Compact beam steering to 'revolutionize' AR, autonomous navigation

March 23, 2020 //By Rich Pell
Compact beam steering to 'revolutionize' AR, autonomous navigation
Engineers at Columbia University (New York City, NY) say they have developed a low-power beam steering platform that offers a non-mechanical, robust, and scalable approach to beam steering that promises to have applications in a broad range of areas including autonomous navigation, augmented reality (AR), and neuroscience.

The researchers say they are one of the first to demonstrate a low-power large-scale optical phased array (OPA) at near infrared and the first to demonstrate optical phased array technology on-chip at blue wavelength for autonomous navigation and augmented reality, respectively. In addition, say the researchers, they also developed an implantable photonic chip based on an optical switch array at blue wavelengths for precise optogenetic neural stimulation.
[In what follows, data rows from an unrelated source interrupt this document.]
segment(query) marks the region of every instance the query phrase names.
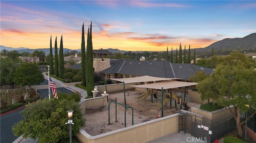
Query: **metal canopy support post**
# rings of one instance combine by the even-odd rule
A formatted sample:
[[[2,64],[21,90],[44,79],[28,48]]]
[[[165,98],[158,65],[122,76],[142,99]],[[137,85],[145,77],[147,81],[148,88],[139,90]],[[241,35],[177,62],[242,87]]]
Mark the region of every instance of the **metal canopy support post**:
[[[171,106],[171,109],[172,109],[172,92],[171,91],[171,97],[170,97],[170,106]]]
[[[187,82],[187,76],[186,77],[186,78],[185,78],[185,82]],[[187,98],[186,96],[186,87],[185,86],[185,93],[184,93],[184,106],[185,108],[187,108]],[[186,110],[187,109],[186,109]]]
[[[164,117],[164,105],[163,105],[163,98],[164,98],[164,90],[162,88],[162,117]]]
[[[108,90],[107,90],[107,81],[106,79],[105,79],[105,87],[106,88],[106,92],[108,93]],[[107,96],[107,101],[108,102],[108,96]]]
"This new technology that enables our chip-based devices to point the beam anywhere we want opens the door wide for transforming a broad range of areas," says Michal Lipson, Eugene Higgins Professor of Electrical Engineering and Professor of Applied Physics at Columbia Engineering. "These include, for instance, the ability to make LiDAR devices as small as a credit card for a self-driving car, or a neural probe that controls micron scale beams to stimulate neurons for optogenetics neuroscience research, or a light delivery method to each individual ion in a system for general quantum manipulations and readout."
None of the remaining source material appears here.